At this point Flossy interrupted the conversation with one of those innocent, earnest questions which she was always in these days asking, to the no small confusion of some classes of people.
“Are these two women Christians?”
“That I don’t know,” Marion answered, after staring at the questioner a moment in a half dazed way. “I wondered it, too, I remember. Flossy Shipley, I thought of you while I sat there, and I said to myself, ‘She would be certain to make the discovery in less time than I have spent talking with them.’ But I don’t know how you do those things. What way was there for me to tell? I couldn’t sit down beside them and say, ‘Are you a Christian?’ could I? How is it to be done?”
Flossy looked bewildered.
“Why,” she said, hesitatingly, “I don’t know. I never thought there was anything strange about it. Why shouldn’t those things be talked of as well as any others? You discovered whether the young lady was fond of music and painting. I can’t see why it wouldn’t have been just as easy to have found out about her interests in more important matters.”
“But how would you have done it? Just suppose yourself to have been in Judge Erskine’s parlor, surrounded by all those people who were there last evening, how would you have introduced the subject which is of the most importance?”
“Why,” said Flossy, looking puzzled, “how do I know? How can I tell unless I had been there and talked it over? You might as well ask me how I should have introduced the question whether—well, for instance, whether they knew Mr. Roberts, supposing they had come from the same city, and I had reason to think it possible—perhaps probable—that they were his friends. It seems to me I should have referred to it very naturally, and that I should have been apt to do it early in our conversation. Now, you know it is quite possible—if not probable—that they are intimate friends of the Lord Jesus. Why couldn’t I have asked them about him?”

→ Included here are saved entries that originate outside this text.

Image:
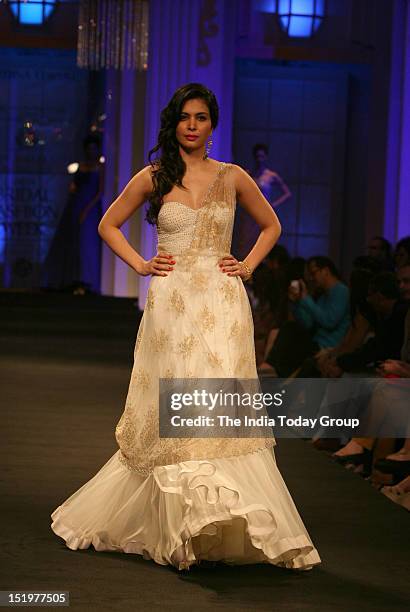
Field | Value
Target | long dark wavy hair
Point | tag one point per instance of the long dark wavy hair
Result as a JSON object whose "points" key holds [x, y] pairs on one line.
{"points": [[169, 168]]}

Marion and Eurie looked at each other in a sort of puzzled amusement, then Marion said:
“Still I am not sure that you have answered my question about how to begin on such a subject. You know you could have said, ‘Did you meet Mr. Roberts in Boston?’ supposing them to have been in Boston. But you could hardly say, ‘Did you meet the Lord Jesus there?’ I am not sure but that sounds irreverent to you. I don’t mean it to be; I really want to understand how those subjects present themselves to your mind.”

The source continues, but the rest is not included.